---
title: "Real-world example: IPCA inflation"
output: rmarkdown::html_vignette
vignette: >
  %\VignetteIndexEntry{Real-world example: IPCA inflation}
  %\VignetteEngine{knitr::rmarkdown}
  %\VignetteEncoding{UTF-8}
---

```{r, include = FALSE}
knitr::opts_chunk$set(
  collapse = TRUE,
  comment = "#>",
  eval = FALSE
)
```

## Introduction

This vignette walks through a realistic analysis using ibger: downloading
IPCA (Índice Nacional de Preços ao Consumidor Amplo) inflation data and
preparing it for visualization and reporting.

IPCA is Brazil's official consumer price index, calculated monthly by IBGE.
The data is available through aggregate **7060**.

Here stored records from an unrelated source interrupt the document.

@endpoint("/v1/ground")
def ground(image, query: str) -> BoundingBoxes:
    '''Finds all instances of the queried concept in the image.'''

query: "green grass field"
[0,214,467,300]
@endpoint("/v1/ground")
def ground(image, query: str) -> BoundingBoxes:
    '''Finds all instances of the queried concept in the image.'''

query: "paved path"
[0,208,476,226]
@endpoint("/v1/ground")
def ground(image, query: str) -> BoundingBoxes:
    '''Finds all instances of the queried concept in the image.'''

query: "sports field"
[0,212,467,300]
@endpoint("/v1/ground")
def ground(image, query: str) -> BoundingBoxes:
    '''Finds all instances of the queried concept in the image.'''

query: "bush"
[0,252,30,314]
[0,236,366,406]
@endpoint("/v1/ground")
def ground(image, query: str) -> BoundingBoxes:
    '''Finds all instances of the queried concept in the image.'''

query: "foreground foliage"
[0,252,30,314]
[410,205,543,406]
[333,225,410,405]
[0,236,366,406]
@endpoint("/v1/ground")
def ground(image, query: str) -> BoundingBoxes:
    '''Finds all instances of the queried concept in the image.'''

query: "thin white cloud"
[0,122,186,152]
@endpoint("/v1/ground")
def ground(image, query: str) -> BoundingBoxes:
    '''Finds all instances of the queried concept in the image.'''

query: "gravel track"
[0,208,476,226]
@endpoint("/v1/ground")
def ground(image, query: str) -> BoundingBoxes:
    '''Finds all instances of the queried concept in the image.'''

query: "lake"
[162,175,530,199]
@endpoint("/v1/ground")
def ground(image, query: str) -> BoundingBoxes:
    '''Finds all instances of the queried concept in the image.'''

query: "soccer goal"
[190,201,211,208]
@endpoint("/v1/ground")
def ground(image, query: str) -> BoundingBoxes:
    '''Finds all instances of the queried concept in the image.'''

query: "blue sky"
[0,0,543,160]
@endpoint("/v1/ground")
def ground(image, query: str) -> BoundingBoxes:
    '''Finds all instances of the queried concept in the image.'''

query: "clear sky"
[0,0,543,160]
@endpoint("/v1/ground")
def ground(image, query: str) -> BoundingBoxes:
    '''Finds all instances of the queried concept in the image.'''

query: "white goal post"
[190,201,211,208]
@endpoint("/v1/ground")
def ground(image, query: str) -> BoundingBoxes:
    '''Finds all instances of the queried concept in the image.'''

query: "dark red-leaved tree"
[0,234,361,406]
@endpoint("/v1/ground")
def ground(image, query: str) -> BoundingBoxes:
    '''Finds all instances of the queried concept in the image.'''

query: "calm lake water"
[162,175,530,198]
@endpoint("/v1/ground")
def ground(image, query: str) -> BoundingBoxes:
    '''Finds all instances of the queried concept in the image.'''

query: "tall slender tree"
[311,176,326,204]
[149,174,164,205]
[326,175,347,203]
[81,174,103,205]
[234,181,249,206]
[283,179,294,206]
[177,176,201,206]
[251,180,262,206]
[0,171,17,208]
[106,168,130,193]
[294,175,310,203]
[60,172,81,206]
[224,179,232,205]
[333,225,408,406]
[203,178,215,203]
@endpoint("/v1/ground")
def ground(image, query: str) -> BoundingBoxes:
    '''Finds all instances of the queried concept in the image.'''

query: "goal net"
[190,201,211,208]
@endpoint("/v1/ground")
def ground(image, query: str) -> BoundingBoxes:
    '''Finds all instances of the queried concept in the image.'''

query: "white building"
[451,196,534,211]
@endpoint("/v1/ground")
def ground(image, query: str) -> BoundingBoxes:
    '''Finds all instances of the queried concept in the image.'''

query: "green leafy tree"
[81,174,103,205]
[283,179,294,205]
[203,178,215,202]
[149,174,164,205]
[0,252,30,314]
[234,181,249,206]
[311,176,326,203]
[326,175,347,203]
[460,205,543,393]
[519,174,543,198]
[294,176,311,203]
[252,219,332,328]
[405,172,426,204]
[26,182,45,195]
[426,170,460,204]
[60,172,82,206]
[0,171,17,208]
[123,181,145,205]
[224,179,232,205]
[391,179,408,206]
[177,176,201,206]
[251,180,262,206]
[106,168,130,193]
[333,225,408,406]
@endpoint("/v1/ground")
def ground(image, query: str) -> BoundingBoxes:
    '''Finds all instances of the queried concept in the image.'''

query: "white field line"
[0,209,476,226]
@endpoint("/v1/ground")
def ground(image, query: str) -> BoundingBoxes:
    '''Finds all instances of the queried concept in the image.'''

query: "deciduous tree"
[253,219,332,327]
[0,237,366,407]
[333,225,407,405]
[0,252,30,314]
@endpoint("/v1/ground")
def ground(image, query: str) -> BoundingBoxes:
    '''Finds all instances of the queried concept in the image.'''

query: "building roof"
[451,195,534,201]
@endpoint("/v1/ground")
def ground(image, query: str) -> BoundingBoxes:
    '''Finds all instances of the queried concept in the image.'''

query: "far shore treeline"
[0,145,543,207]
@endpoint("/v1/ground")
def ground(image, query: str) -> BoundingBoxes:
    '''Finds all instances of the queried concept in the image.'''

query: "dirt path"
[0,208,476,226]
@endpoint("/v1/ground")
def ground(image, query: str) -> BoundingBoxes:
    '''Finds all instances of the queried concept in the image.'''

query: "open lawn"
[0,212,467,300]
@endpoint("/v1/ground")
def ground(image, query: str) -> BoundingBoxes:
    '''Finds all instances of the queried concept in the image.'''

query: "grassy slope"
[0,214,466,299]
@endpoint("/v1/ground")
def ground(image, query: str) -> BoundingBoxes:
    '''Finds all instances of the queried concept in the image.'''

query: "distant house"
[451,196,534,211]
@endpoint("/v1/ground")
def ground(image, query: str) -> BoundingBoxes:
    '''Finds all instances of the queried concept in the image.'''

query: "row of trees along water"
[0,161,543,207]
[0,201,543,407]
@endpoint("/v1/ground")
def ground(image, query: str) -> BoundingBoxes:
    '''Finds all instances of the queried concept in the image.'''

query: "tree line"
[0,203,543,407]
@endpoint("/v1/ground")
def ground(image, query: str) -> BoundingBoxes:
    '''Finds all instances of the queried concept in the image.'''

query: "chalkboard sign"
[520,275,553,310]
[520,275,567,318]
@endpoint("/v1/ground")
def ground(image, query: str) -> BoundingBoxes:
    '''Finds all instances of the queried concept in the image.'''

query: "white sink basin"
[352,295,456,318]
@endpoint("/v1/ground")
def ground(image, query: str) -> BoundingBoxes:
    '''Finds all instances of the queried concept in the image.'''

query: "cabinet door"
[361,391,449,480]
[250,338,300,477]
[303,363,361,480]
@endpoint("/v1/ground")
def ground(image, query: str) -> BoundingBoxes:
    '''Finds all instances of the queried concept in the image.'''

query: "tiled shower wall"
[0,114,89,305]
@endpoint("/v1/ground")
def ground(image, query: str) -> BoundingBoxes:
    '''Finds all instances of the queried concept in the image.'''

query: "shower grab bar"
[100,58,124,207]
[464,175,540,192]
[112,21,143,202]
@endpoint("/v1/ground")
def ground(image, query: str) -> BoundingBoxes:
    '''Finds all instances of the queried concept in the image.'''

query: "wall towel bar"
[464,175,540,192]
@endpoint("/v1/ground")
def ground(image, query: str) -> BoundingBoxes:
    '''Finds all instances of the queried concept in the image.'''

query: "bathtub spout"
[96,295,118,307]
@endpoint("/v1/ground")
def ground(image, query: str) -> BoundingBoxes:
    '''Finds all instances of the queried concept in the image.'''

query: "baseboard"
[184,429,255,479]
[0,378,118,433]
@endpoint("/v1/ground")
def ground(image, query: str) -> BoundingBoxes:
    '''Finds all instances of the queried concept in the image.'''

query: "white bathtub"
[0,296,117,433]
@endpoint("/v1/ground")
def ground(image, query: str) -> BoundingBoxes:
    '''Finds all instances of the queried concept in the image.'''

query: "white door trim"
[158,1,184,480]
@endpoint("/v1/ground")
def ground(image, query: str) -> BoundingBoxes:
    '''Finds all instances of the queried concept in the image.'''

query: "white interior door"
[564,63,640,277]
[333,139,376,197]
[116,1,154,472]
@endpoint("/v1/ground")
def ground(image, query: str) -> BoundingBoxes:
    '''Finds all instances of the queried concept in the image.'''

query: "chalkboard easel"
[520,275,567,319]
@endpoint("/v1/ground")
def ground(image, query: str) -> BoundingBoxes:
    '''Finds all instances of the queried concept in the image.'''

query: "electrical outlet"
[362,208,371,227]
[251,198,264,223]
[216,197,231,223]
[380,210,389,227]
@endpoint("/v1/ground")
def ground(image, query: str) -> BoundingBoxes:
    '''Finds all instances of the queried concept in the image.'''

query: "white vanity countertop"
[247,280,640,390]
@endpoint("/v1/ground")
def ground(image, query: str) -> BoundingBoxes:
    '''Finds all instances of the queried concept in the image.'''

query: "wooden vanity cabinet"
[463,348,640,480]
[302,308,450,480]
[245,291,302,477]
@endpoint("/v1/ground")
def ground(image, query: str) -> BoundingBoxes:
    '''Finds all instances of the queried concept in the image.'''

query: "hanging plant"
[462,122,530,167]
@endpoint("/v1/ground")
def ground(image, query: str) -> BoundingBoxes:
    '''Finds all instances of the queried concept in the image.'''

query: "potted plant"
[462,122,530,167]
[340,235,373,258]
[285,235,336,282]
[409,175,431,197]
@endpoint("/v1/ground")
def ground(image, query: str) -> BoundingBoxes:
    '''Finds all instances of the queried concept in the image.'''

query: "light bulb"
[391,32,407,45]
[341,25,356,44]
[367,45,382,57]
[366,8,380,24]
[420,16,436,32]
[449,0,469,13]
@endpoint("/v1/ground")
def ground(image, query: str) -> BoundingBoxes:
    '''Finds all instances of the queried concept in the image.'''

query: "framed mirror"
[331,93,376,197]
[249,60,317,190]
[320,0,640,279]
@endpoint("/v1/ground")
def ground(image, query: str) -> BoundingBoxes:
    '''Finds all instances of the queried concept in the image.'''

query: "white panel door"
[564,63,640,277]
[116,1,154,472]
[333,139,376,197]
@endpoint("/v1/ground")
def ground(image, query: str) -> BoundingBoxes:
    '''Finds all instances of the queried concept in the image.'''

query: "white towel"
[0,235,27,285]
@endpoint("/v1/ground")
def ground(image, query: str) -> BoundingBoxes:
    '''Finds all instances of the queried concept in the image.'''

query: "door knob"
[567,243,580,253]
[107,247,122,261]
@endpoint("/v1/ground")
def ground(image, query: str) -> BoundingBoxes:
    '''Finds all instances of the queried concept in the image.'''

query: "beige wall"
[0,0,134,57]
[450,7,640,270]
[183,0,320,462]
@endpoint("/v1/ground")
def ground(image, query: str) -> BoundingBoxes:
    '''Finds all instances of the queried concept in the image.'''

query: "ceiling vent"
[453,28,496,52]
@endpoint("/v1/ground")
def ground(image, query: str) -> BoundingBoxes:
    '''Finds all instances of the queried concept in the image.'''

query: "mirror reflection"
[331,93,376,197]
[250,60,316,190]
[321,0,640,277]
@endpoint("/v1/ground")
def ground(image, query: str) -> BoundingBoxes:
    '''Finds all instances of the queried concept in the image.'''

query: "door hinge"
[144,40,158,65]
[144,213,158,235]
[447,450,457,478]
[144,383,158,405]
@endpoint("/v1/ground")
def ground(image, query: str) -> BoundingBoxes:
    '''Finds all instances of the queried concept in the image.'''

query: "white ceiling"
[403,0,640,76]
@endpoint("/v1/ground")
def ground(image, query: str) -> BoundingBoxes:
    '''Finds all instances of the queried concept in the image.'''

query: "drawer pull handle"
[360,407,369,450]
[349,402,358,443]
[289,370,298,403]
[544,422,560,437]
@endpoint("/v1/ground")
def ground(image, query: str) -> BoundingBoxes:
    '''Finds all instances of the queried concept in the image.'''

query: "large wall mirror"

## Step 1 — Explore the aggregate

```{r}
library(ibger)
library(dplyr)
library(tidyr)
library(ggplot2)

meta <- ibge_metadata(7060)
meta
```

Key information from the metadata:

- **Periodicity**: monthly, from 202001 onwards
- **Geographic levels**: N1 (Brazil), N6 (municipality), N7 (metropolitan area)
- **Variables**: monthly change (63), year-to-date (69), 12-month
  cumulative (2265), and monthly weight (66)
- **Classification 315**: product groups — 365 categories organized in a
  hierarchy from the general index down to individual items

```{r}
# See what variables are available
meta$variables

# Peek at the classification categories
tidyr::unnest(meta$classifications, categories) |>
  head(20)
```

## Step 2 — Monthly IPCA for Brazil

Let's get the monthly variation for the last 24 months:

```{r}
ipca_br <- ibge_variables(
  aggregate  = 7060,
  variable   = 63,
  periods    = -24,
  localities = "BR"
)

ipca_br
```

The `value` column is character because of the API's special values
(see `?parse_ibge_value`). Use `parse_ibge_value()` to convert:

```{r}
ipca_br <- ipca_br |>
  mutate(
    value = parse_ibge_value(value),
    date  = as.Date(paste0(period, "01"), format = "%Y%m%d")
  )
```

### Plot the monthly variation

```{r}
ggplot(ipca_br, aes(date, value)) +
  geom_col(fill = "#2e86c1", alpha = 0.8) +
  geom_hline(yintercept = 0, linewidth = 0.3) +
  labs(
    title    = "IPCA — Monthly variation (%)",
    subtitle = "Brazil, last 24 months",
    x = NULL, y = "Variation (%)",
    caption  = "Source: IBGE via ibger"
  ) +
  theme_minimal()
```

## Step 3 — Compare accumulation measures

Get all three variation variables at once:

```{r}
ipca_vars <- ibge_variables(
  aggregate  = 7060,
  variable   = c(63, 69, 2265),
  periods    = -12,
  localities = "BR"
)

ipca_vars <- ipca_vars |>
  mutate(
    value = parse_ibge_value(value),
    date  = as.Date(paste0(period, "01"), format = "%Y%m%d")
  )

ggplot(ipca_vars, aes(date, value, colour = variable_name)) +
  geom_line(linewidth = 0.8) +
  geom_point(size = 1.5) +
  labs(
    title  = "IPCA — Three measures of variation",
    x = NULL, y = "%", colour = NULL,
    caption = "Source: IBGE via ibger"
  ) +
  theme_minimal() +
  theme(legend.position = "bottom")
```

## Step 4 — Breakdown by product group

Classification 315 organizes IPCA items hierarchically. The top-level
groups (level 1 categories) are things like Food and beverages (7170),
Housing (7445), Transportation (7486), etc.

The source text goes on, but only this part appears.